Beckers Hospital Reviews highlights
For about an hour and a half on March 22, four pharmaceutical supply experts outlined ideas to lawmakers to reform the nation’s slippery access to critical drugs.
The FDA reports 130 drugs are currently in shortage; the American Society of Health-System Pharmacists says there are 302. Recently, the availability of vital drugs for cancer patients and emergencies has shrunk, and the closure of a U.S. drugmaker could put more out of stock.
The hearing waded through causes of shortages — including manufacturing delays and opaque supply data. Some members on the Senate Committee on Homeland Security and Governmental Affairs pushed back on some pitched solutions, such as changing FDA practices and working to control drug prices.
In 2022, the number of new drug shortages increased by 30 percent, according to a report released by the Senate Committee on Homeland Security and Governmental Affairs hours before the hearing began.
“Colleagues and other hospitals have asked me to respond to the never-ending game of drug shortage Whac-A-Mole,” Andrew Shuman, MD, chief of the clinical ethics service center for bioethics and social sciences in medicine for the University of Michigan Medical School in Ann Arbor, said during the hearing.

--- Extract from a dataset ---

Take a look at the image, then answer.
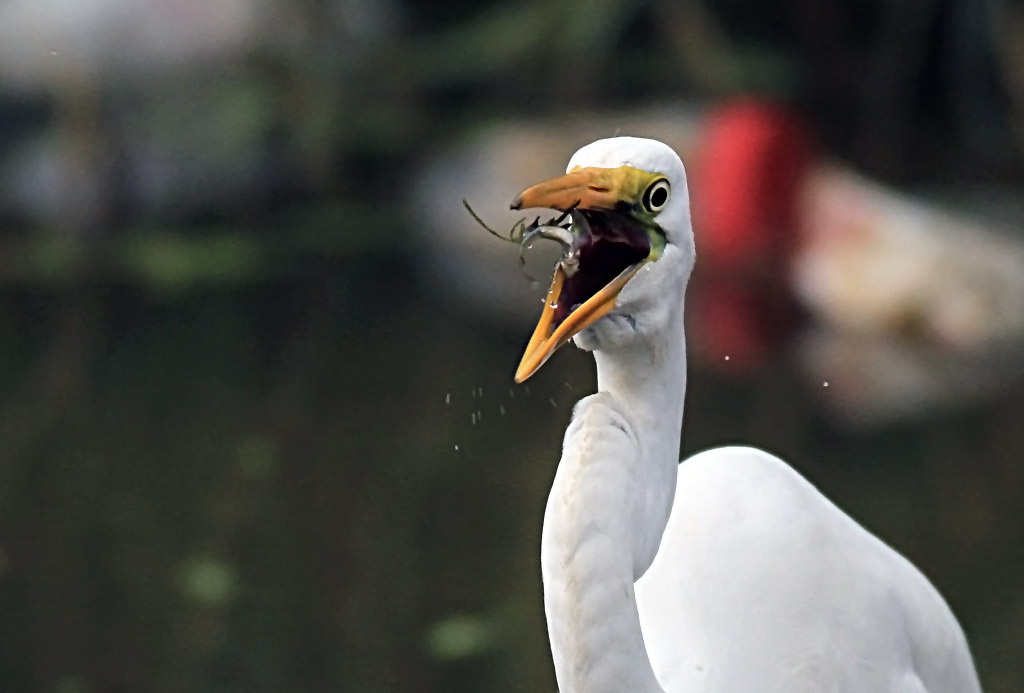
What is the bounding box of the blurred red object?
[690,98,812,373]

The House Ways and Means Committee’s Health subcommittee held a hearing yesterday on healthcare costs. The American Hospital Association submitted a letter to the subcommittee that “shared how rising labor and other costs for hospitals and health systems are exacerbating workforce shortages and delaying patient access to care.”

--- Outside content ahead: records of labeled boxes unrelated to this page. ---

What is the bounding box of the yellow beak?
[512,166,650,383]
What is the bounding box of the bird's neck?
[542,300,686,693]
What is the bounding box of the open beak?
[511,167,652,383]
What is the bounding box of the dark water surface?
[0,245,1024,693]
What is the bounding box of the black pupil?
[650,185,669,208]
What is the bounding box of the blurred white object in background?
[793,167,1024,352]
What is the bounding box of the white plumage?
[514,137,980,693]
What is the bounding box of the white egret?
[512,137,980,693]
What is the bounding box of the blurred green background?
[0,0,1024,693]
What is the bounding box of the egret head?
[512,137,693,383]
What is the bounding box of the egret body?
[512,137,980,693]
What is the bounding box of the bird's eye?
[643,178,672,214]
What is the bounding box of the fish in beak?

Looking forward, Mercer Consulting identifies innovation in cancer treatment and prevention as the next frontier and McKinsey and Co. explores the pharmacy of the future.
From the miscellany department —
- Medscape reports
- “Use of nirmatrelvir-ritonavir (Paxlovid) in older adults with risk factors for severe disease was associated with a roughly 25% lower risk of a post-COVID condition (PCC), a retrospective study of Veterans Affairs data showed.

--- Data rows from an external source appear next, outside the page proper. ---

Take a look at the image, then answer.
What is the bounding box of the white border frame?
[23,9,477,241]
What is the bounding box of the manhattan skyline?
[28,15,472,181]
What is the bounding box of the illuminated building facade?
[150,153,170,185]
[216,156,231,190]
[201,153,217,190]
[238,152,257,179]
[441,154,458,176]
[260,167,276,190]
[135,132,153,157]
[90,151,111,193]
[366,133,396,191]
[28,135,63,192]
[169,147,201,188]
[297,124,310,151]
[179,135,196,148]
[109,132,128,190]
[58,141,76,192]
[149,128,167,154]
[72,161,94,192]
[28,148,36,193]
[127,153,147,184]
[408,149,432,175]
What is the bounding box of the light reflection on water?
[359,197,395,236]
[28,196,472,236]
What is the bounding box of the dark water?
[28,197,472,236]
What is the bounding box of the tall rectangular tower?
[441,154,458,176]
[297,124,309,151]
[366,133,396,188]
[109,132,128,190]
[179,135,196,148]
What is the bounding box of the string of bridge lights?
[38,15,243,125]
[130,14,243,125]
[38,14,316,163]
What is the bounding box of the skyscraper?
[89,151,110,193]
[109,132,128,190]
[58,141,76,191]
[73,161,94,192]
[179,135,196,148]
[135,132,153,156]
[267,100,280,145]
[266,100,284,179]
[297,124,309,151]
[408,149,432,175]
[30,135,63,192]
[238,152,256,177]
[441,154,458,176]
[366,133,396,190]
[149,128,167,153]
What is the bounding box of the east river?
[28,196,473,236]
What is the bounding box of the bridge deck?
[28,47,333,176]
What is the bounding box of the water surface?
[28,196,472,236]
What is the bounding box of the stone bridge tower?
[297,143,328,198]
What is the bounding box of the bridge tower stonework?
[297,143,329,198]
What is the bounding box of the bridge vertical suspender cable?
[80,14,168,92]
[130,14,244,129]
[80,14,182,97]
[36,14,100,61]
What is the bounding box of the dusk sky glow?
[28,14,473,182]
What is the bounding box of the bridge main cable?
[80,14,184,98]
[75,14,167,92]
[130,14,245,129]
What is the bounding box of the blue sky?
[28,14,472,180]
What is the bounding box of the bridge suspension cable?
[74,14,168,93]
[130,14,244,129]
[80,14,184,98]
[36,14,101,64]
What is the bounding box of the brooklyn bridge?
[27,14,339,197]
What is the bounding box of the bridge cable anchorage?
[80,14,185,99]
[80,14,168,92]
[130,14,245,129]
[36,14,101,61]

- “In the cohort of over 280,000 patients with a confirmed COVID case, 13% of those prescribed nirmatrelvir-ritonavir went on to develop a PCC over the following 6 months compared with 18% of those who were not prescribed the antiviral (relative risk [RR] 0.74, 95% CI 0.72-0.77), Ziyad Al-Aly, MD, of the VA St. Louis Health Care System in St. Louis, and colleagues reported.” Fehblog observation: Go Paxlovid!
- Per Beckers Hospital Review
- 42% of adults in the U.S. are living with obesity, meaning they have a body mass index of 30 or higher, according to an analysis from NORC at the University of Chicago.
- Researchers used 2013 to 2021 data from the CDC’s Behavioral Risk Factor Surveillance System to estimate obesity rates at the national and state level. To account for any reporting biases in the BMI measure, NORC adjusted BMI distribution to that of the National Health and Nutrition Examination Survey for corresponding time periods. NORC also created an interactive map to present its findings.
- The article lists estimated state obesity rates for 2019 to 2021, ranked from highest (Mississippi – 51%) to lowest (Colorado 34%). FEHBlog observation At least one-third of every state’s population is morbidly obese, and yet we wonder why the life expectancy of Americans is dropping.
- Medscape notes
- For women who are overdue for cervical cancer screening, mailing self-sampling kits for high-risk human papillomavirus (HPV) is a cost-effective means of increasing screening uptake, reveals an analysis of a large US trial.
- The finding comes from a randomized trial in almost 20,000 women, which compared women who received a mailed HPV testing kit with those who did not. The results show that mailing was most cost-effective in women aged 50-64 years and in those who were only recently overdue for cervical screening.
- The study was published by JAMA Network Open on March 22.
- “These results support mailing HPV kits as an efficient outreach strategy for increasing screening rates in US health care systems,” say the authors, led by Rachel L. Winer, PhD, MPH, Department of Epidemiology, University of Washington School of Public Health, Seattle, Washington. (FEHBlog observation: Good idea.)